Ph.D Indiana University, 1979
306 Manter Hall
I have been interested in gene structure and function in plants. Much of the work I have done in the past used maize Adh genes as a model for gene structure and function. For the past three years Dr. John Markwell from the Biochemistry Department and myself have been working on single carbon metabolism in plants and how this pathway responds to stress. My interests in this system started with the work I did related to characterization of formaldehyde dehydrogenase genes in Arabidopsis and rice. This enzyme is related to alcohol dehydrogenase in plants in terms of protein domains and catalytic function. Gene structure is also conserved. The enzyme is part of the single carbon metabolic pathway that serves as a carbon dissimilation pathway. Starting with 10-formyltetrahydrofolate synthetase (THF) production of formaldehyde, which is converted to formate by formaldehyde DH. Formate dehydrogenase then converts this to carbonate that can be removed by gas exchange. We have cloned and sequenced the Arabidopsis genes for formate DH and THF. We have used these sequences as probes for expression in Arabidopsis and other plants. These genes can be induced by foliar application of single carbon molecules such as formate or methanol. When these plants are also under water limitation, they can maintain biomass compared with untreated controls. This is observable in C3 but not C4 plants suggesting some interaction with photorespiration. Our hypothesis is that the single carbon compounds can induce this carbon dissimilation pathway and, under water limitation, some of the CO2 produced by photorespiration could be recaptured by this pathway assimilating the carbon. We are in the process of creating transgenic plants altered in the expression of these genes to examine the physiology of this pathway.

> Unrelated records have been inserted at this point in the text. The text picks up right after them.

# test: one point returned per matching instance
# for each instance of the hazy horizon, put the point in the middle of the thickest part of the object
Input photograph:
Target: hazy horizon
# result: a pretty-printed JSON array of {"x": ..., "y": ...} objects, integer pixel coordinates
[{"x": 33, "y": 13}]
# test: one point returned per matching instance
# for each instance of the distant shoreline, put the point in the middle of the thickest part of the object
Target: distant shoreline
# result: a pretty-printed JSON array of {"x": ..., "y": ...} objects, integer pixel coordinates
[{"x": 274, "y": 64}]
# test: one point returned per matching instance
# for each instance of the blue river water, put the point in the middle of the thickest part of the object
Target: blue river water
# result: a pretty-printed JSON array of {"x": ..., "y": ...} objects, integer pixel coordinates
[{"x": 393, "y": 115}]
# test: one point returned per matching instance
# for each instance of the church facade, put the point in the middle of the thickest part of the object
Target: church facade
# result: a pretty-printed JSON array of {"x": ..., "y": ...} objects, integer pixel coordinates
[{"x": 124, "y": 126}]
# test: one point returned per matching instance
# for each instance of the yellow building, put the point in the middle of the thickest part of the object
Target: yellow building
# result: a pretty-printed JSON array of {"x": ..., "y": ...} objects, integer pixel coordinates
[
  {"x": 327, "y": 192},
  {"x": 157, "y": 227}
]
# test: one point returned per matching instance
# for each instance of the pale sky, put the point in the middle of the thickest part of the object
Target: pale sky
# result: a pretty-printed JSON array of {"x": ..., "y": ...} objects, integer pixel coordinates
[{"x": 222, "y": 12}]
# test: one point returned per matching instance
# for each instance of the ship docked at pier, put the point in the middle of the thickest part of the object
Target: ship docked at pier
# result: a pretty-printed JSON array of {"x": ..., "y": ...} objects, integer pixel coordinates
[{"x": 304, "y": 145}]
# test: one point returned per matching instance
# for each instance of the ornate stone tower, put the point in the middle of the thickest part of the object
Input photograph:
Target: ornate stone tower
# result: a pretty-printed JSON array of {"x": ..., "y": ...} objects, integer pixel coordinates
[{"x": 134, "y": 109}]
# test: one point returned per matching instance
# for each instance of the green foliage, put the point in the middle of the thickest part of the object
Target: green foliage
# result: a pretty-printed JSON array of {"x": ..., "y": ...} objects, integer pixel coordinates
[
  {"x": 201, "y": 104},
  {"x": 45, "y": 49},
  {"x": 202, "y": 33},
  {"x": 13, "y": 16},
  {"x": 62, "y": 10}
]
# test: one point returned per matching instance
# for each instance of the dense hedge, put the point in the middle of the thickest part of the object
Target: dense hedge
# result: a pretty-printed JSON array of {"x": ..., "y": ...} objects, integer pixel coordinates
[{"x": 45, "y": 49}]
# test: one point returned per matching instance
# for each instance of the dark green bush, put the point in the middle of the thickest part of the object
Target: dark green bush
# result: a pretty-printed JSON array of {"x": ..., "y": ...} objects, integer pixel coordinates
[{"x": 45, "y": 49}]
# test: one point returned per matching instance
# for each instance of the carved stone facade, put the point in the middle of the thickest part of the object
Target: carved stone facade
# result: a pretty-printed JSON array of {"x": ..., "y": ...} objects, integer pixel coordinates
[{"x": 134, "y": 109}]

In characterizing the formate DH we discovered that the enzyme has the targeting sequences for both mitochondria and chloroplasts. This has been observed for some tRNA synthetases in Arabidopsis but the formate DH for other plants is mitochondrial. We are in the process of demonstrating the co-localization by using fusion proteins and immunolocalization. We are planning to examine the properties of the dual signal by in vitro mutagenesis and to use expression mutants to examine the role of the enzyme in the chloroplast.
This pathway occurs in some bacteria as a carbon assimilatory pathway. In plants it has been adapted to dissimilate carbon instead. By comparing the use of this pathway in related taxa we may uncover the evolution of this adaptation. This work has applied implications for the development of drought resistance in plants. Genetic manipulation of this pathway may increase the yield potential of plants grown under water-limited conditions.